According to Alexandra Gomes, Head of Research at Savills Portugal: “The increasing preference for sustainable, tech-ready offices with high standards of comfort signals a structural shift in how companies choose and use their workspaces. This transformation is driven not only by regulatory requirements and ESG targets, but also by new workplace trends focused on wellbeing and talent retention. In Lisbon, where just 15 to 20% of the current stock qualifies as Grade A, the need to refurbish and modernise existing assets is now critical. Lisbon has all the conditions to position itself as a leading international market, but this demands a strong commitment to qualitative renewal of the office stock. Meeting growing demand will depend largely on how swiftly repositioning and investment strategies are implemented to deliver more efficient, adaptable, future-ready buildings.”

Luísa Noronha, Offices Associate at Savills Portugal, adds:
“Lisbon’s office market is undergoing a structural shift. Demand for Grade A space is accelerating, but with only a small portion of the city’s stock meeting the current standards – and few new projects in the pipeline – supply is falling short of expectations. We believe the future of Lisbon’s office sector will depend on its ability to balance limited new development with a wave of repositioning and refurbishment. Only by doing so can the market remain competitive, resilient, and attractive to both national and international occupiers in the coming years.”

New European standards and the rising value of high-quality office space

Across Europe, Grade A offices are consolidating their position as the new norm.

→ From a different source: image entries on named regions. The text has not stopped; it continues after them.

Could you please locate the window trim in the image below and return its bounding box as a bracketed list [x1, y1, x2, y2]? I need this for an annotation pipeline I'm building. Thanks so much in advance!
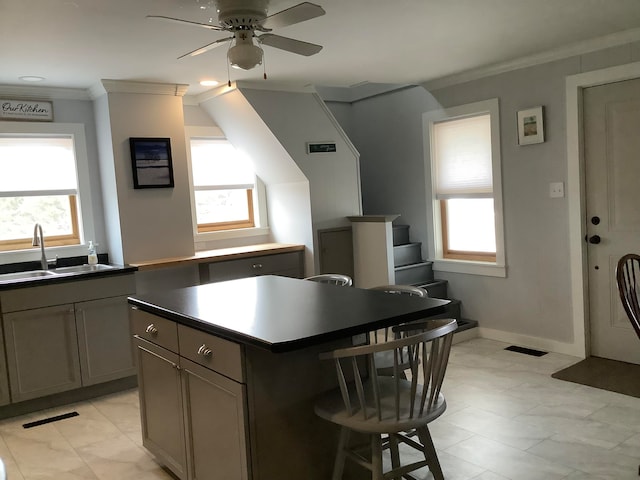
[0, 122, 98, 263]
[439, 198, 496, 263]
[196, 188, 256, 234]
[0, 195, 80, 252]
[185, 126, 269, 244]
[422, 98, 506, 277]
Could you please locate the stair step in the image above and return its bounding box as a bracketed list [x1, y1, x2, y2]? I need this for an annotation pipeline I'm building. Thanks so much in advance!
[393, 243, 422, 267]
[416, 280, 449, 298]
[394, 262, 433, 285]
[392, 225, 410, 246]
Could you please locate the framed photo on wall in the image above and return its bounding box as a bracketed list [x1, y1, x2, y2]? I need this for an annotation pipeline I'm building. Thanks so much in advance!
[518, 107, 544, 145]
[129, 138, 173, 188]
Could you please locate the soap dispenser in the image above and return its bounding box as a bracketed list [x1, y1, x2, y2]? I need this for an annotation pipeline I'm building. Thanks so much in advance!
[87, 240, 98, 265]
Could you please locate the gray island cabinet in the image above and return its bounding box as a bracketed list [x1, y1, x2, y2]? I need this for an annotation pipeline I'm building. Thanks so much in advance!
[0, 273, 136, 405]
[129, 276, 448, 480]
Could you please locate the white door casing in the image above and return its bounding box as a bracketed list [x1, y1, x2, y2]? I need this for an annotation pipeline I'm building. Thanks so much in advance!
[583, 80, 640, 364]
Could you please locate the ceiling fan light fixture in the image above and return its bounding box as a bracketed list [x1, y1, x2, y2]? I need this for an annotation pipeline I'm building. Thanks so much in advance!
[228, 43, 263, 70]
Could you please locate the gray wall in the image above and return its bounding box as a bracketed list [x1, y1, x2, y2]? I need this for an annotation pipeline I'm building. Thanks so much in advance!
[328, 44, 640, 344]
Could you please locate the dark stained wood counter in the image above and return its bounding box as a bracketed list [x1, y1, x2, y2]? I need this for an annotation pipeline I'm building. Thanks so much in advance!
[129, 275, 449, 353]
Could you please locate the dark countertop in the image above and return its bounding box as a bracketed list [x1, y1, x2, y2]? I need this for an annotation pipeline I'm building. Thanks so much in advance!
[0, 265, 138, 291]
[129, 275, 449, 353]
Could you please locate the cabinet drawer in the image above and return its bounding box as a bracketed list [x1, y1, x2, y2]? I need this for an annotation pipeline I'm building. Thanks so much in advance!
[178, 325, 244, 383]
[129, 308, 178, 353]
[209, 252, 302, 282]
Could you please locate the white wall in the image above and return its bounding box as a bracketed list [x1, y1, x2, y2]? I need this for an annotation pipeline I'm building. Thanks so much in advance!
[199, 85, 361, 274]
[0, 94, 108, 263]
[240, 88, 361, 234]
[96, 87, 194, 263]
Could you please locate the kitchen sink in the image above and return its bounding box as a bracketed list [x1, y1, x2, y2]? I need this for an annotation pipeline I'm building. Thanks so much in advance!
[0, 264, 117, 285]
[0, 270, 55, 282]
[53, 263, 116, 275]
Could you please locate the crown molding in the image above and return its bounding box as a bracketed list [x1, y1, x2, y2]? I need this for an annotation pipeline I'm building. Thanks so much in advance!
[421, 28, 640, 90]
[0, 85, 91, 100]
[90, 79, 189, 98]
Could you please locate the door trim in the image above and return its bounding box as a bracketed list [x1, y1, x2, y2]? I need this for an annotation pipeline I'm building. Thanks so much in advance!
[565, 62, 640, 358]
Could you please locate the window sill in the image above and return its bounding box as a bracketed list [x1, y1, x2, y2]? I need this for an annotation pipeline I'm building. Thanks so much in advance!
[433, 259, 507, 278]
[193, 227, 269, 245]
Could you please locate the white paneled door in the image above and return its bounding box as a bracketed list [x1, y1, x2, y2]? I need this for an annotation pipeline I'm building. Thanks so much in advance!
[583, 79, 640, 364]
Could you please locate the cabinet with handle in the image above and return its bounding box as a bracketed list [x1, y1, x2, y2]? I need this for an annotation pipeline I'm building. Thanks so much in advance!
[131, 308, 249, 480]
[0, 274, 135, 404]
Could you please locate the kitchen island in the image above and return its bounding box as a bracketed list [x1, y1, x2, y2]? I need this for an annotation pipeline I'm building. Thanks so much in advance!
[129, 276, 448, 480]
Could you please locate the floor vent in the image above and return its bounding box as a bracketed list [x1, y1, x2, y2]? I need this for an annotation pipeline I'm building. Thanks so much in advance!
[505, 345, 548, 357]
[22, 412, 79, 428]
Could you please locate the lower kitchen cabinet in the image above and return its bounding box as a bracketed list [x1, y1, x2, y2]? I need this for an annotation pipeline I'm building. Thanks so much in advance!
[135, 338, 187, 480]
[75, 296, 136, 386]
[0, 328, 11, 407]
[132, 310, 249, 480]
[0, 274, 136, 405]
[3, 304, 81, 402]
[180, 358, 248, 480]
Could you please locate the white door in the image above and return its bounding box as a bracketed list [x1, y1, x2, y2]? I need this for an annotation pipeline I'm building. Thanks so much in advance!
[583, 79, 640, 364]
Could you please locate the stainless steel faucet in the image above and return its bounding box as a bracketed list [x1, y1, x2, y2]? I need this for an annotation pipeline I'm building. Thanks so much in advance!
[31, 223, 49, 270]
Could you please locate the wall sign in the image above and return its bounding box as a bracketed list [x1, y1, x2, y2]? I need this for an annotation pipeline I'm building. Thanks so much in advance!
[0, 99, 53, 122]
[129, 138, 173, 188]
[307, 142, 336, 153]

While an increase in supply is expected in 2025 (4.3 million sqm), a significant drop projected for 2026 (3.1 million sqm) – the lowest level since 2017 – reinforces the urgency of refurbishing existing assets and ensuring long-term market resilience. These spaces are now seen as strategic, not only for attracting top talent, but also for meeting ESG goals and enhancing long-term asset value.

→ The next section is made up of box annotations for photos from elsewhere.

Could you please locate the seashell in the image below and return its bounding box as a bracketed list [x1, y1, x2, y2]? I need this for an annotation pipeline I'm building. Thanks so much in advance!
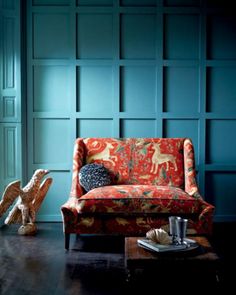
[146, 228, 171, 245]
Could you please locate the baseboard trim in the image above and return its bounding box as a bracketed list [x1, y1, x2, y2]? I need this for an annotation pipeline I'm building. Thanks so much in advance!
[213, 215, 236, 222]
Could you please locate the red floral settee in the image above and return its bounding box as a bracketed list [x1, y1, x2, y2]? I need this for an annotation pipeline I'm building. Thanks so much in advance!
[61, 138, 214, 249]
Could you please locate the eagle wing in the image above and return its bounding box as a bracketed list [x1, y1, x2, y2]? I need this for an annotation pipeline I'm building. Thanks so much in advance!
[0, 180, 21, 217]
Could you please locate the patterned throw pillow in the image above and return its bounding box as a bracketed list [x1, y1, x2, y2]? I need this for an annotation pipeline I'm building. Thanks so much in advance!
[79, 163, 111, 192]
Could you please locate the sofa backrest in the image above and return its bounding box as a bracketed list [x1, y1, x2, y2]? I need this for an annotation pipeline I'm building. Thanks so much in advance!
[83, 138, 185, 188]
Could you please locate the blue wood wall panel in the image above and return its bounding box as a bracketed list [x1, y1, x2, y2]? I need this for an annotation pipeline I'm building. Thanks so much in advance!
[77, 14, 113, 59]
[0, 0, 22, 225]
[32, 0, 70, 6]
[121, 119, 156, 137]
[37, 171, 71, 221]
[163, 119, 199, 164]
[120, 0, 156, 6]
[164, 0, 200, 6]
[163, 67, 200, 114]
[207, 67, 236, 114]
[164, 14, 200, 59]
[22, 0, 236, 221]
[121, 14, 156, 59]
[206, 120, 236, 165]
[33, 119, 70, 165]
[33, 13, 69, 58]
[206, 172, 236, 221]
[77, 66, 113, 114]
[77, 119, 114, 137]
[207, 15, 236, 59]
[33, 66, 71, 113]
[120, 66, 156, 113]
[77, 0, 113, 6]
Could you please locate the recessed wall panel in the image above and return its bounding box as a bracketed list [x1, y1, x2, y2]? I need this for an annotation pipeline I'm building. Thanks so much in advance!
[207, 67, 236, 114]
[206, 172, 236, 220]
[120, 0, 156, 6]
[1, 17, 15, 89]
[120, 66, 156, 113]
[77, 66, 113, 116]
[120, 119, 156, 137]
[163, 119, 199, 163]
[3, 126, 18, 178]
[33, 66, 71, 112]
[3, 96, 16, 120]
[164, 67, 199, 114]
[0, 0, 15, 10]
[120, 14, 156, 59]
[164, 0, 200, 6]
[33, 119, 71, 164]
[207, 14, 236, 59]
[77, 14, 112, 59]
[77, 119, 113, 137]
[76, 0, 113, 6]
[33, 0, 70, 6]
[206, 120, 236, 165]
[33, 13, 70, 58]
[164, 14, 199, 59]
[36, 171, 71, 221]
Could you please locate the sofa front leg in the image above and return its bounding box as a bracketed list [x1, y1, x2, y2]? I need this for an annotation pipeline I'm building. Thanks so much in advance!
[65, 234, 70, 250]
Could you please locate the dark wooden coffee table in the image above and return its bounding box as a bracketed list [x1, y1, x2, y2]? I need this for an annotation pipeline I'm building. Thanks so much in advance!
[125, 236, 220, 281]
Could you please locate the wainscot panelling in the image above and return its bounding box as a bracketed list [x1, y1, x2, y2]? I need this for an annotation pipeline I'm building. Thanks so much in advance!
[24, 0, 236, 221]
[0, 0, 22, 225]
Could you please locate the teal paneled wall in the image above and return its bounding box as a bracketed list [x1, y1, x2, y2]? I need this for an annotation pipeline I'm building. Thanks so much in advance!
[24, 0, 236, 220]
[0, 0, 22, 224]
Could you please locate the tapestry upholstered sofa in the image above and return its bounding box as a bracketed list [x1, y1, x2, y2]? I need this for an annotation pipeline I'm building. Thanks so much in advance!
[61, 138, 214, 249]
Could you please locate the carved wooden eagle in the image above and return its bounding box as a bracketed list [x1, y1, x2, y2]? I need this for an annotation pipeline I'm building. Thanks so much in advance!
[0, 169, 52, 225]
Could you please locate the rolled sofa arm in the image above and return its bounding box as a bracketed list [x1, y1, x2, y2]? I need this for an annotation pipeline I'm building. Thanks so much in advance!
[61, 138, 85, 233]
[70, 138, 85, 198]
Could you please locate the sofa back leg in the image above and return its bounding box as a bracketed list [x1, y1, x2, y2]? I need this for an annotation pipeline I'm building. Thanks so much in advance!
[65, 234, 70, 250]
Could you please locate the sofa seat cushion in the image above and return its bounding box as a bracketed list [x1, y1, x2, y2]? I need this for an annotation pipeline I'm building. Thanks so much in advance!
[77, 185, 200, 214]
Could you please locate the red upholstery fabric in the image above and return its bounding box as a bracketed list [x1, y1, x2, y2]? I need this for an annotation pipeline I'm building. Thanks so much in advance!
[78, 185, 199, 214]
[61, 138, 214, 245]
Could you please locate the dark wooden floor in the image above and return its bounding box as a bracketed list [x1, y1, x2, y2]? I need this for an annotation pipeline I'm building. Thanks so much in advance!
[0, 223, 236, 295]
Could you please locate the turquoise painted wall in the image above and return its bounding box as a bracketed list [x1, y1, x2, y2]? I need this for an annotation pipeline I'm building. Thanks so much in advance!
[0, 0, 236, 221]
[0, 0, 22, 225]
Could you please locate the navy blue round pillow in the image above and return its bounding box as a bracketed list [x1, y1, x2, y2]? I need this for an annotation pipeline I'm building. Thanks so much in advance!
[79, 163, 111, 192]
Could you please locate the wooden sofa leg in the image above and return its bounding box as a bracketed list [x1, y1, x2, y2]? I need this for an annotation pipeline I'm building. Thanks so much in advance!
[65, 234, 70, 250]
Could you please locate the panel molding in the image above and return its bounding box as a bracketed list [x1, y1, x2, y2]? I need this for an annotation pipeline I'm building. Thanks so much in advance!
[0, 0, 23, 212]
[2, 17, 16, 89]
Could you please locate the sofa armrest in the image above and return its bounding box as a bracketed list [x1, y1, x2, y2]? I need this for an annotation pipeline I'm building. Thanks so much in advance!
[70, 138, 85, 198]
[61, 197, 79, 233]
[184, 138, 202, 199]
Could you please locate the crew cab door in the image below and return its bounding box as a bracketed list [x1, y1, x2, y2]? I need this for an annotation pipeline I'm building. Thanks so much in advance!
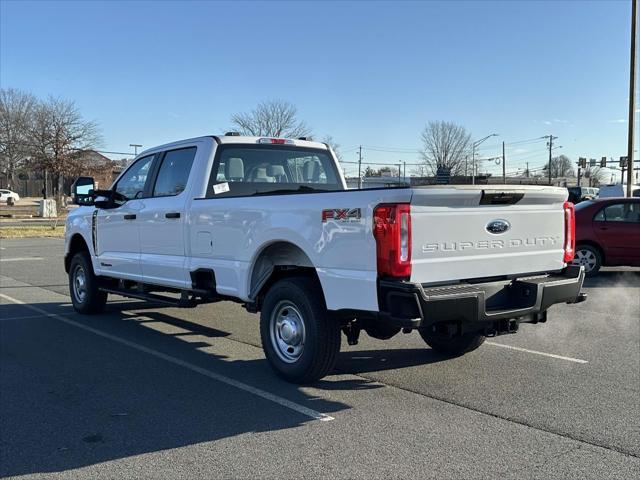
[94, 155, 155, 281]
[138, 146, 196, 288]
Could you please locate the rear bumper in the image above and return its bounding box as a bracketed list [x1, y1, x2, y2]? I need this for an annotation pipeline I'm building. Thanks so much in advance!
[378, 265, 586, 334]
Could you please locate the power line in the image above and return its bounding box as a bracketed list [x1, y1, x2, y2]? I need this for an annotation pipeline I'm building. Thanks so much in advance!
[3, 142, 135, 156]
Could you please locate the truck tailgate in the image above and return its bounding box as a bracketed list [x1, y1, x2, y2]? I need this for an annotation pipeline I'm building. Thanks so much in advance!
[411, 185, 567, 284]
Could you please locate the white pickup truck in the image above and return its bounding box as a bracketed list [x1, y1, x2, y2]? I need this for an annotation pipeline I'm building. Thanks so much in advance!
[65, 134, 585, 383]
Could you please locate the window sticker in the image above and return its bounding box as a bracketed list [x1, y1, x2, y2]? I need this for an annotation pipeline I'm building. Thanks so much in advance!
[213, 182, 229, 195]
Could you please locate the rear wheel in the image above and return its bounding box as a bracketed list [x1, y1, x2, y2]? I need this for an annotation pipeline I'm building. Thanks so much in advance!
[69, 252, 107, 314]
[418, 326, 485, 356]
[260, 277, 340, 383]
[571, 245, 602, 277]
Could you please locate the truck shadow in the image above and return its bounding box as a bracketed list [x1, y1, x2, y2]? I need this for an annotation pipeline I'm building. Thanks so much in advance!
[584, 269, 640, 288]
[336, 346, 451, 375]
[0, 302, 360, 477]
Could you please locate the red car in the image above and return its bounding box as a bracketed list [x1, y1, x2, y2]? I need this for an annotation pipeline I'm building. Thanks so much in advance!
[573, 198, 640, 277]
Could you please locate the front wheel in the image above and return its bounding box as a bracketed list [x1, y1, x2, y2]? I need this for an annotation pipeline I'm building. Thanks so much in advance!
[69, 252, 107, 315]
[571, 245, 602, 277]
[260, 277, 340, 383]
[418, 326, 485, 357]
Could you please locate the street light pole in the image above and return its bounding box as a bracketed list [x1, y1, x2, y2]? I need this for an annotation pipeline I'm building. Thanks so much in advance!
[623, 0, 638, 197]
[129, 143, 142, 157]
[471, 133, 498, 185]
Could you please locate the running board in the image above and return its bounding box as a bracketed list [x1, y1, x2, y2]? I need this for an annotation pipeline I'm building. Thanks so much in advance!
[100, 287, 198, 308]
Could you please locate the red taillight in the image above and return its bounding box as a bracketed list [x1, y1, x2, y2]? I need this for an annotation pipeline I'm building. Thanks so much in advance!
[563, 202, 576, 263]
[373, 203, 411, 278]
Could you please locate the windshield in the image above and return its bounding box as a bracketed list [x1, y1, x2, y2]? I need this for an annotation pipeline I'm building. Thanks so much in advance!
[207, 145, 344, 197]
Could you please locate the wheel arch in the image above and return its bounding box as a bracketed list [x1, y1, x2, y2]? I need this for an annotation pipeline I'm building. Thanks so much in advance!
[64, 233, 91, 273]
[248, 240, 324, 311]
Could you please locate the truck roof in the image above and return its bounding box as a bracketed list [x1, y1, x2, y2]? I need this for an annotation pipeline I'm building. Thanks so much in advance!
[136, 135, 328, 158]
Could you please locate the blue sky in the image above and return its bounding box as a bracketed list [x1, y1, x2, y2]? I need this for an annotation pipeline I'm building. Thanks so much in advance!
[0, 0, 631, 178]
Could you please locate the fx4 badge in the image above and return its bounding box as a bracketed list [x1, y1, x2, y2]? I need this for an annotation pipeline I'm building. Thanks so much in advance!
[322, 208, 362, 223]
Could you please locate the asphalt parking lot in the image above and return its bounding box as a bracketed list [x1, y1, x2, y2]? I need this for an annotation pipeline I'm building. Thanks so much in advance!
[0, 239, 640, 479]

Sustainability and wellbeing are central to this value shift. Certified buildings achieve significant reductions in emissions and resource consumption. WELL-certified spaces, for instance, are associated with up to a 28% increase in employee satisfaction. Between 2020 and 2024, WELL certifications rose by 300%, with platinum-level certifications – the highest tier – growing by 73%.

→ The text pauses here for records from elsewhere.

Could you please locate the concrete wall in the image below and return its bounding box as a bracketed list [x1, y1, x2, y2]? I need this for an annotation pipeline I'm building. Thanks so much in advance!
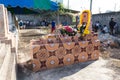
[92, 12, 120, 32]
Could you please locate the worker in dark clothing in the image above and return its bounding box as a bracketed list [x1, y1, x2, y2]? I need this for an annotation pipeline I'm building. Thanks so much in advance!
[109, 18, 116, 35]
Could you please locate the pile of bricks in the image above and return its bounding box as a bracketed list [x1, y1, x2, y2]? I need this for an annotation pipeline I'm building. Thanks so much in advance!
[27, 32, 100, 72]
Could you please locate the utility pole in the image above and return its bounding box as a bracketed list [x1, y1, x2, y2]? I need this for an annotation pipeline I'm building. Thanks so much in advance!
[67, 0, 70, 25]
[90, 0, 92, 12]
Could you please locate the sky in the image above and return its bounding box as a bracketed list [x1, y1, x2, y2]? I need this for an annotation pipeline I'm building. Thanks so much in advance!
[63, 0, 120, 14]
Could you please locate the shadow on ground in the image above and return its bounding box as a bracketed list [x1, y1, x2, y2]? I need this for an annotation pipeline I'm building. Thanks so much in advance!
[17, 61, 94, 80]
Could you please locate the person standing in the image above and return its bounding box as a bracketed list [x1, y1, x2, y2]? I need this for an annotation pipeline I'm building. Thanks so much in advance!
[51, 21, 56, 33]
[109, 18, 116, 35]
[94, 21, 100, 32]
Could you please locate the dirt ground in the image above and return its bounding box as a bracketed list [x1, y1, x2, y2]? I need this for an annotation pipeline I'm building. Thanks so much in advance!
[17, 29, 120, 80]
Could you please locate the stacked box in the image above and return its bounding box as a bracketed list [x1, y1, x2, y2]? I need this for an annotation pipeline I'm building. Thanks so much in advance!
[27, 33, 100, 72]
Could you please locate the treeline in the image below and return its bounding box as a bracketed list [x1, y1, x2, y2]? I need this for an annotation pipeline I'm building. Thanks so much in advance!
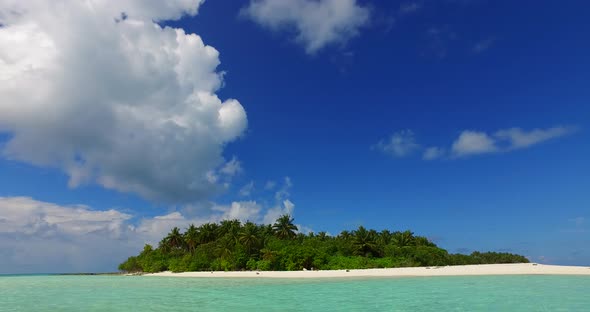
[119, 215, 529, 272]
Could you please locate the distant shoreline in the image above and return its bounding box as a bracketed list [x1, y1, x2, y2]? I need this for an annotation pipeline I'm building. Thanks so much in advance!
[140, 263, 590, 278]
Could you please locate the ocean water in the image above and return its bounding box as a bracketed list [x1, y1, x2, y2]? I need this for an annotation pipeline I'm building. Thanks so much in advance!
[0, 276, 590, 311]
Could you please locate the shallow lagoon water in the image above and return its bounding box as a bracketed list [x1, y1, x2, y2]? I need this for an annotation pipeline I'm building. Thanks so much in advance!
[0, 275, 590, 311]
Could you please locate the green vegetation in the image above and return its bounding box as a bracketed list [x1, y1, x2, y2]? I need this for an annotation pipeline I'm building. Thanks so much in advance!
[119, 215, 529, 272]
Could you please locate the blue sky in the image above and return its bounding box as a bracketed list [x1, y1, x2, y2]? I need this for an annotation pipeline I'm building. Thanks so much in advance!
[0, 0, 590, 273]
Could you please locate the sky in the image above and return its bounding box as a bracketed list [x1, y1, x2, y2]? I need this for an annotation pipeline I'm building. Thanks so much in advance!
[0, 0, 590, 273]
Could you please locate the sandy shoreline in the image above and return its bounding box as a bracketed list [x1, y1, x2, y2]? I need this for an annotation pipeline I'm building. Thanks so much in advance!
[143, 263, 590, 278]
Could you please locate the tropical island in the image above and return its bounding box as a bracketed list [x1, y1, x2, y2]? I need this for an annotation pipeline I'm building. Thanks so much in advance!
[119, 215, 529, 273]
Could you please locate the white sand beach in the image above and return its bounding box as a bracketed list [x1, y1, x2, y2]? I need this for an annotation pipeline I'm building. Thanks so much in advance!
[144, 263, 590, 278]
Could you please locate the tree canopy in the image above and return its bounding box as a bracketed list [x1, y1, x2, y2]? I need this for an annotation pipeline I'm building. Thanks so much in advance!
[119, 215, 529, 272]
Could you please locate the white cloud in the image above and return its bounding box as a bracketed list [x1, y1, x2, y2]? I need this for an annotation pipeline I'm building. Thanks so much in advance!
[239, 181, 255, 196]
[399, 1, 423, 15]
[262, 199, 295, 224]
[422, 146, 445, 160]
[0, 197, 295, 274]
[452, 126, 576, 157]
[0, 0, 247, 202]
[219, 156, 243, 177]
[494, 126, 575, 149]
[264, 180, 277, 190]
[241, 0, 370, 54]
[451, 130, 498, 157]
[372, 126, 578, 160]
[275, 177, 293, 201]
[373, 130, 420, 157]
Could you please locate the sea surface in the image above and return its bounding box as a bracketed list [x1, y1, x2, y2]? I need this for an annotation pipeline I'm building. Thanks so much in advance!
[0, 275, 590, 311]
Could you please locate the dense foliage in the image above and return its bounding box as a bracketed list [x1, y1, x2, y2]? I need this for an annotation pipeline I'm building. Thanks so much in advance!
[119, 215, 529, 272]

Jarosław Pilch, Head of Tenant Representation, Office Agency at Savills Poland, states: "Tenant demand is increasingly focused on projects that offer high quality, sustainability certifications, and prime locations. The continuation of this trend, observed over several quarters, reflects a growing preference for the best locations and the highest ESG standards – a dynamic that not only persists but is increasingly shaping the strategies of both occupiers and landlords. As a result, investing in high-quality, future-proof spaces is no longer optional, but a strategic imperative for long-term market relevance and competitiveness."